Mas para além disto tudo, com a paciência que os caracteriza, a China prepara-se para outro passo de gigante: “We have a special team monitoring Rio Tinto’s performance and market movements in real time and will evaluate the best timing to do the stake increase,”, disse recentemente, Youqing Lu, o vice presidente da Chinalco. A olhar para a Austrália, como o primeiro alvo da sua estratégia de investimentos, a China vai somando e tomando posições em empresas estrangeiras.

Se Deng foi criticado pelo país ter pago um preço demasiado elevado pelo investimento estrangeiro, Jintao, está determinado em reverter a situação, ao pretender transformar muitas das empresas estatais em actores globais importantes, e para tal, a modernização do mercado de capitais já está em marcha…

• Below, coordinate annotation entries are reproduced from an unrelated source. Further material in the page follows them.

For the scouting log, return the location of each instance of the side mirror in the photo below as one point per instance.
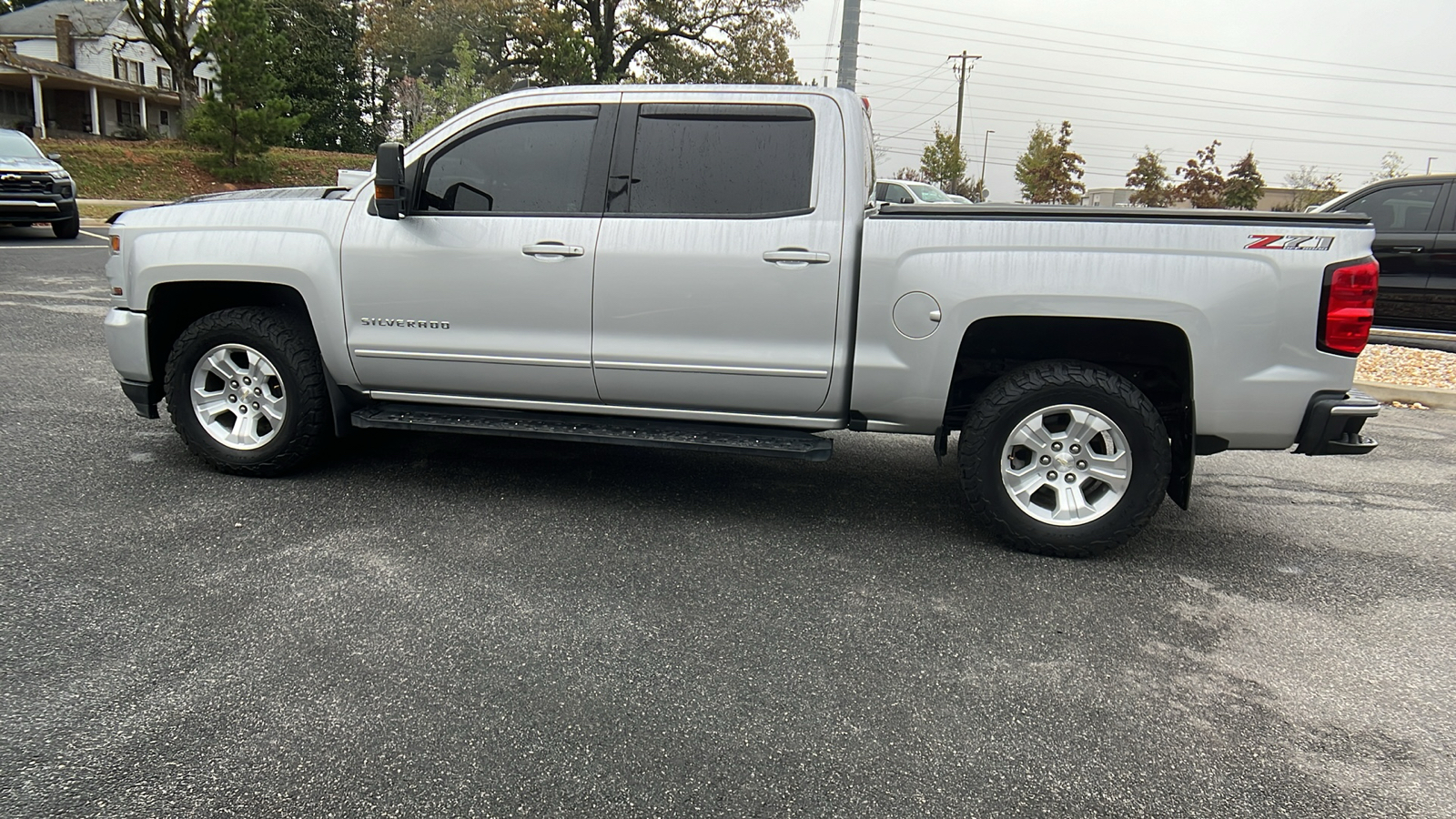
(390, 193)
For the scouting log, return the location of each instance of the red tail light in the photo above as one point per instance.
(1349, 307)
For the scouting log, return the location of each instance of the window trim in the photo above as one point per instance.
(594, 189)
(625, 147)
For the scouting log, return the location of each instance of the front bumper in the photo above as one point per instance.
(22, 210)
(1332, 424)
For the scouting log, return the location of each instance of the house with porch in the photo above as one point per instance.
(77, 67)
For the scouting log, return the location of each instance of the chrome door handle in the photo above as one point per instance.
(795, 257)
(553, 249)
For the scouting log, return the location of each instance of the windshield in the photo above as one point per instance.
(929, 194)
(15, 143)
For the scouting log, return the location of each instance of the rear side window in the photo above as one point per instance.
(526, 162)
(723, 159)
(1405, 208)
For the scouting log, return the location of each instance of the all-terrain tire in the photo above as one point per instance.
(990, 460)
(288, 349)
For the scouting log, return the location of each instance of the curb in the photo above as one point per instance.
(1429, 395)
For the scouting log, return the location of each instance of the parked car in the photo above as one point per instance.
(695, 267)
(1416, 245)
(35, 188)
(903, 191)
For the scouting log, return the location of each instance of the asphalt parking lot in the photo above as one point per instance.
(430, 625)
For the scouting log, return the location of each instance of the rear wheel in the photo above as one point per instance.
(1065, 460)
(247, 392)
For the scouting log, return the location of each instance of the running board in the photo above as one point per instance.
(597, 429)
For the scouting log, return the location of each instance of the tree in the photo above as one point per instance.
(1245, 186)
(249, 111)
(1050, 171)
(943, 164)
(1310, 187)
(1149, 181)
(1203, 179)
(320, 70)
(579, 41)
(1392, 165)
(172, 26)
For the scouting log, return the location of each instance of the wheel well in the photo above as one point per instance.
(1154, 356)
(175, 305)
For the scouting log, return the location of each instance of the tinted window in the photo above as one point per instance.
(1404, 208)
(730, 159)
(521, 165)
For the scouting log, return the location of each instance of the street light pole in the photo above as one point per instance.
(980, 191)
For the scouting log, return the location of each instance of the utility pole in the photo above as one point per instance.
(960, 95)
(849, 46)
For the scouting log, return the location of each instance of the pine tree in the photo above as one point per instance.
(1149, 181)
(1245, 186)
(249, 109)
(1203, 178)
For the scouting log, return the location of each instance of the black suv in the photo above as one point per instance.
(1416, 245)
(35, 188)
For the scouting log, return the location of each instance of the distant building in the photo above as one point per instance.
(75, 67)
(1273, 198)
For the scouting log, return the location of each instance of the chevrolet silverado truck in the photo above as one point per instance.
(705, 267)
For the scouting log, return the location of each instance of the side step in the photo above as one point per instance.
(597, 429)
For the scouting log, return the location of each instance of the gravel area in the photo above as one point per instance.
(1407, 366)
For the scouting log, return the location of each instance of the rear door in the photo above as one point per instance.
(718, 266)
(1405, 229)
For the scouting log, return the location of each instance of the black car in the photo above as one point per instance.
(35, 188)
(1416, 245)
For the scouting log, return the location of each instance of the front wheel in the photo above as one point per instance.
(247, 392)
(1065, 460)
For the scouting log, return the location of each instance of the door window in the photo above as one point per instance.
(1404, 208)
(531, 160)
(723, 159)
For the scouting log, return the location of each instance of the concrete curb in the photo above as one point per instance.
(1427, 395)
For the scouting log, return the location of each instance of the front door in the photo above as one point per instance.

Numa Terra que é redonda, sem referencial ou ponto de partida, por hábito, continua-se a olhar para o Ocidente, para os Estados Unidos da América, para a referência ou ponto de partida, à espera dos primeiros sinais de retoma, enquanto a Oriente, a China avança.

Será a China uma oportunidade ou um risco? Regressemos à ciência, agora à mecânica quântica, ao mundo que não pode dar resultados exactos mas e somente probabilidades de ocorrências numa variedade de resultados. Heisenberg refutava a lei da causalidade que diz se conseguirmos determinar o presente, podemos calcular o futuro: mas o futuro, (como afinal todos nós sabemos), pertence ao domínio da incerteza e esta é uma das grandes descobertas do nosso tempo.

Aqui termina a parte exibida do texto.